Quality in reads suddenly decreases with no apparent reason

Hey guys,

I recently started a new project with 2x250bp Illumina Reads. My FastQC files for the forward reads looked all pretty decent:

I then separate my reads into my specific libraries using cutadapt and furthermore demultiplex them using my barcodes without cutting them. Those files I import using qiime import and check them for their quality again and find this:

This is quite a problem for me because I usually cut at a Quality Score of 20 and then merge the paired reads using dada2. However, here for the first time I have to cut off at ~180bp and wont get a big enough overlap for successful merging. Of course I could include a few more bp with lesser quality but I dont really get where and how my sequences got so bad all of a sudden?

Hi @mfbeuq!

Cutadapt doesn’t change the sequence quality scores, so I don’t think you’re seeing a “change” or a jump - my guess is that the demux summarize viz is showing a subset of data that has this particular quality characteristic. Let’s take a step back - have you reviewed the q2-cutadapt --verbose logs from when you demultiplexed? What did it have to say about reads matched vs filtered? What does the “Overview” tab on the demux summarize viz say?

Finally, I’ll point out that the fastqc plot only has ~58 boxplots on it - I’m not really sure how the base pairs have been grouped or collapsed in that plot, but I don’t think you can directly compare with demux summarize.

Thanks for the quick reply.

I used cutadapt as standalone for demultiplexing: here it finds my barcodes in the forward reads as expected (around 2% for each barcode as I have a library with 48 samples). I import those sequences with qiime import and with SampleData[PairedEndSequencesWithQuality].
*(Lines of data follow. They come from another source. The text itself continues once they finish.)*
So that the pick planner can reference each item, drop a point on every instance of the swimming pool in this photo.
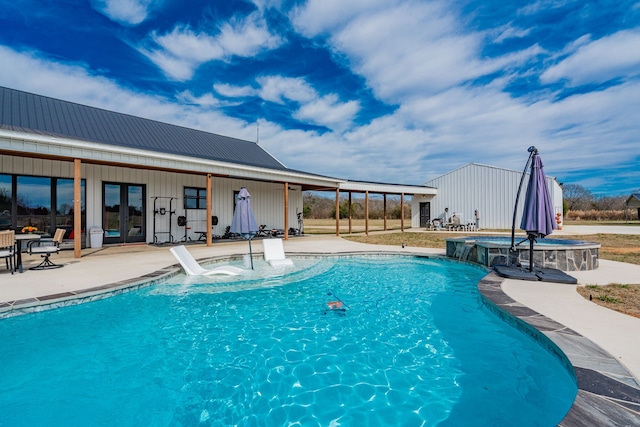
(412, 344)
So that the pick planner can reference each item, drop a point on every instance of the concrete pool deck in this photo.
(124, 266)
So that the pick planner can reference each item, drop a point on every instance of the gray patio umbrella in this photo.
(243, 222)
(538, 216)
(538, 220)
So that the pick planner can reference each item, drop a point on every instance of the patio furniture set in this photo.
(11, 249)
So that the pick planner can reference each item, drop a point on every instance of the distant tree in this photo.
(577, 197)
(610, 203)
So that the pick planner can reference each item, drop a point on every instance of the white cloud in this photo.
(406, 49)
(32, 73)
(206, 100)
(533, 8)
(180, 52)
(277, 89)
(127, 12)
(231, 91)
(611, 57)
(319, 16)
(324, 110)
(508, 32)
(328, 111)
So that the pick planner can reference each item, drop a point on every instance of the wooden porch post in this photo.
(384, 210)
(286, 211)
(337, 211)
(366, 212)
(402, 212)
(350, 212)
(77, 208)
(209, 211)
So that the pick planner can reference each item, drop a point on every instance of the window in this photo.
(40, 202)
(33, 197)
(5, 201)
(195, 198)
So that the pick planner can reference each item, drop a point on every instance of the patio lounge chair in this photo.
(45, 248)
(7, 248)
(274, 253)
(192, 268)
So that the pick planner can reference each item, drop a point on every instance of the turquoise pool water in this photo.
(411, 344)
I wanted to try subsetting my data and see if there are differences in quality within different libraries.

So I`ve tried increasing the number of reads included in the demux summary but it still looks the same, always a drop in quality quite early.
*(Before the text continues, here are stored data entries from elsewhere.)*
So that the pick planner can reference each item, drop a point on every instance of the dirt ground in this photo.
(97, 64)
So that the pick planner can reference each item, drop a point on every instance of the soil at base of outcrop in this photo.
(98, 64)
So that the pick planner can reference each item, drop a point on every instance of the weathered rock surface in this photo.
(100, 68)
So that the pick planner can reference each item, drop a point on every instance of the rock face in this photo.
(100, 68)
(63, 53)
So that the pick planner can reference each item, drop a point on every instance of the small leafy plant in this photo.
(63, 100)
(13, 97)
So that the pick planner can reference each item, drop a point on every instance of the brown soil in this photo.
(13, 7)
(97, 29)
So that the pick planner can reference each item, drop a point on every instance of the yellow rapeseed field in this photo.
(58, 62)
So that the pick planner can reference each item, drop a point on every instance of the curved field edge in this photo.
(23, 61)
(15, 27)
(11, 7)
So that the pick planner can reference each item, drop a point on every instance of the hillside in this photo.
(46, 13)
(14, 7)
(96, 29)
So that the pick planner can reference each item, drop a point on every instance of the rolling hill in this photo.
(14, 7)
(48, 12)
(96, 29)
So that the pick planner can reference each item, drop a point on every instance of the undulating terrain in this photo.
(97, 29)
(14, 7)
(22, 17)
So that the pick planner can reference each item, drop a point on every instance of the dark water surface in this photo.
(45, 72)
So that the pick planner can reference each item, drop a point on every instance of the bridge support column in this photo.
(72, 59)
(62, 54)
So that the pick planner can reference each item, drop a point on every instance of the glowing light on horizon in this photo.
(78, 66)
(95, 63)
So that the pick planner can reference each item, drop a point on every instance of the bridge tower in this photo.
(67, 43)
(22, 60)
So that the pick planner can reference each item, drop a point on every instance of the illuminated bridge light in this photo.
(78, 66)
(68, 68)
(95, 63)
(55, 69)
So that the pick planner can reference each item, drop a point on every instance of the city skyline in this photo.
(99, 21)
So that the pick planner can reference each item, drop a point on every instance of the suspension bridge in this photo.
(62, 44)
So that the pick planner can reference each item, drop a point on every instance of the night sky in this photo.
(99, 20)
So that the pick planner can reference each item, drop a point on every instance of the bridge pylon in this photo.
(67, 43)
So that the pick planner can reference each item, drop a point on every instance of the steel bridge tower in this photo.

I have thought the FastQC plot would always include all sequences and as all my FastQC reports look similar to the one shown above, I would not think that by chance a few bad sequences were chosen as representation.

Also using subset, the quality always decreased after ~180bp for the forward reads. For now I`ve cut at 200 and 220 bp for the forward and reverse reads, respectively and rely on the dada2 algorithm.
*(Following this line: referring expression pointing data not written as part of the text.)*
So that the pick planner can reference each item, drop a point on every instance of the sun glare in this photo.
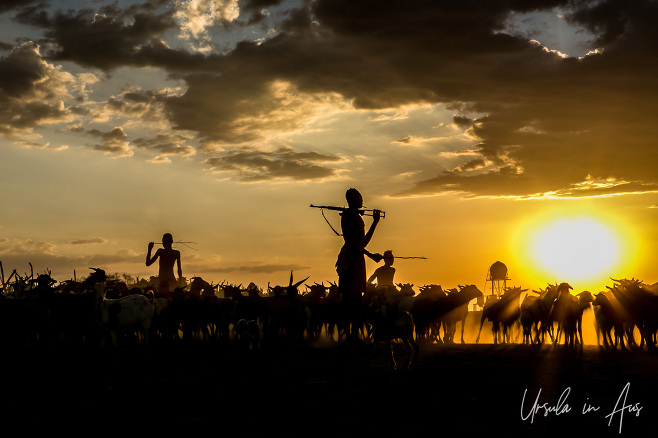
(575, 248)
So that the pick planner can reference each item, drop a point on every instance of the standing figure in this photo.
(351, 264)
(384, 274)
(168, 257)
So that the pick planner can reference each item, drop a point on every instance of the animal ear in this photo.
(298, 283)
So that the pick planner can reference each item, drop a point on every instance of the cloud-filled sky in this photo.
(222, 120)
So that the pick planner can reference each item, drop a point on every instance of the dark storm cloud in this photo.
(90, 241)
(104, 39)
(30, 91)
(283, 163)
(8, 5)
(551, 123)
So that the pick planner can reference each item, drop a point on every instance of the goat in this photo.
(134, 312)
(527, 319)
(247, 334)
(453, 308)
(608, 316)
(427, 313)
(568, 312)
(391, 325)
(504, 310)
(641, 304)
(539, 312)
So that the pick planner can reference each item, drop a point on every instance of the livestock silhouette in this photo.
(502, 311)
(568, 312)
(609, 317)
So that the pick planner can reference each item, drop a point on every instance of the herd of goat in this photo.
(101, 311)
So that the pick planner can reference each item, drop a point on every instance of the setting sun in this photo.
(575, 248)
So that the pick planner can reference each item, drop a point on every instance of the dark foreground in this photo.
(331, 390)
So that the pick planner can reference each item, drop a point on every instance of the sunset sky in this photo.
(521, 131)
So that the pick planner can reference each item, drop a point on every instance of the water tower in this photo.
(497, 278)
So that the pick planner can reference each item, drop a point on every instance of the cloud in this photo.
(284, 163)
(545, 121)
(194, 17)
(18, 254)
(32, 92)
(91, 241)
(113, 142)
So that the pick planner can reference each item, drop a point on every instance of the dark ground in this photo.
(330, 390)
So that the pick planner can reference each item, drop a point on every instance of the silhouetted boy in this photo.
(384, 274)
(168, 257)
Are there any other ideas what could have caused the quality to drop?

Like I said before, cutadapt won’t change your quality scores, and neither will importing. I am 99% sure that the FastQC report is misleading you:

  • FastQC plot is showing you ~58 histograms
  • qiime demux summarize is showing you ~245 histograms

I’m not sure how, but the FastQC plot is grouping many of the bases in the plot together, which I think is a bit misleading.

One option, if you really want to convince yourself, is to import your multiplexed reads into QIIME 2 using a manifest format (which assumes reads are demuxed). Doing this you would basically just have one sample. Then, you could run that imported Artifact through this viz - you should see something very similar to what you are seeing post-cutadapt.

Finally, if you want to share a private link to your data, I am happy to take a look for you.